Topic modelling Latent Dirichlet Allocation tonal pitch classes tonality corpus studies

Introduction

Central questions in music theory and music information retrieval (MIR) concern the discovery of latent structures in musical pieces that abstract from the musical surface, that is, the observed notes or audio signal. Two common tasks in MIR that address these questions with respect to Western classical music are chord recognition and key finding, which, respectively, entail the retrieval of the harmonic content of a (usually short) segment of music (Müller, 2015; Korzeniowski and Widmer, 2018b; Micchi et al., 2020; McLeod and Rohrmeier, 2021) and the classification of the entire piece or larger segments into a musical key, for example, one of the 24 major and minor keys (Faraldo et al., 2016; Korzeniowski and Widmer, 2018a; Temperley, 1999; Weiß et al., 2020).
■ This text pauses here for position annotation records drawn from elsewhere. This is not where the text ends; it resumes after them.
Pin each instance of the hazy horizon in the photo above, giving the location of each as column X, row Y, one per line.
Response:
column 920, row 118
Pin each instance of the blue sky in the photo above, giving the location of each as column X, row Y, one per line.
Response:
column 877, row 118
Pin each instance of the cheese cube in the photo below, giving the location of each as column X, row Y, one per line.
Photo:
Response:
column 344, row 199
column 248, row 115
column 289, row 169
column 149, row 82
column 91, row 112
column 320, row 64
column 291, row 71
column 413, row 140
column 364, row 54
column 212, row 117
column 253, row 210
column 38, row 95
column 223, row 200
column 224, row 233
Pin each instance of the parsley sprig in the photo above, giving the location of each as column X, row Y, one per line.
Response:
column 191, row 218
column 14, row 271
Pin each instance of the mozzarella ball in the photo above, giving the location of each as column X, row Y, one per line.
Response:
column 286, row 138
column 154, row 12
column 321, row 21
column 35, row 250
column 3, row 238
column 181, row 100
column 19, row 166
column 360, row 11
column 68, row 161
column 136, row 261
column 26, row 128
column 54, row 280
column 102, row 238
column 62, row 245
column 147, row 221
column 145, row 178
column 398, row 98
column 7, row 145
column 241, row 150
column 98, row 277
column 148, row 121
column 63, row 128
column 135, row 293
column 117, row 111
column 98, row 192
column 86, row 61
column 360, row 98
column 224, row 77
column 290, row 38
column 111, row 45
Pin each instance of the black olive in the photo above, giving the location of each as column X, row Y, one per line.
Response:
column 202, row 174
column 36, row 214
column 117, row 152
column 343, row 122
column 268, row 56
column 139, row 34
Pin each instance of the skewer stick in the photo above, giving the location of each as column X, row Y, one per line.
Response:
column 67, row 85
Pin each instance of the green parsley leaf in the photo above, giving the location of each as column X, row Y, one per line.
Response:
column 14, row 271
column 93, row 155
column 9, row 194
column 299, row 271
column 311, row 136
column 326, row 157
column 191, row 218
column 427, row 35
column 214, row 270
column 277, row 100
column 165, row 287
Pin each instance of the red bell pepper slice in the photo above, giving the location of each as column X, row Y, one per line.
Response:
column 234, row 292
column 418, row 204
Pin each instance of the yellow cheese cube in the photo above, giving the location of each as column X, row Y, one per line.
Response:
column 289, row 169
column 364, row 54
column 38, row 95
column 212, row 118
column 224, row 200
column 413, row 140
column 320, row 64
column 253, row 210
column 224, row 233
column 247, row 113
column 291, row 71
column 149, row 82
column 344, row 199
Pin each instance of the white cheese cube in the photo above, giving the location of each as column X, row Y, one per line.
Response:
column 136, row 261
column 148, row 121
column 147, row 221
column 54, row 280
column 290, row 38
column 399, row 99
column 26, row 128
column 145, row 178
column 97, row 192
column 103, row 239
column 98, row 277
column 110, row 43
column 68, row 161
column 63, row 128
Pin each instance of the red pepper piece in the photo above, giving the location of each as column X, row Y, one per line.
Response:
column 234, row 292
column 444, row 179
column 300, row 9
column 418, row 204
While chord recognition focuses on local and key finding on global levels, music theory suggests the existence of several intermediate levels that are frequently conceptualized as being hierarchically nested (e.g., Hauptmann, 1853; Schenker, 1935; Salzer, 1952; Lerdahl and Jackendoff, 1983; Lerdahl, 2001; Rohrmeier, 2011, 2020; Rohrmeier and Moss, 2021). A number of psychological studies provide evidence for the perceptual reality of hierarchical organization in music (Krumhansl, 2004; Tillmann and Bigand, 2004; Koelsch et al., 2013; Farbood, 2016; Herff et al., 2021) but the exact relation between theoretically postulated and perceived hierarchies is not yet fully understood.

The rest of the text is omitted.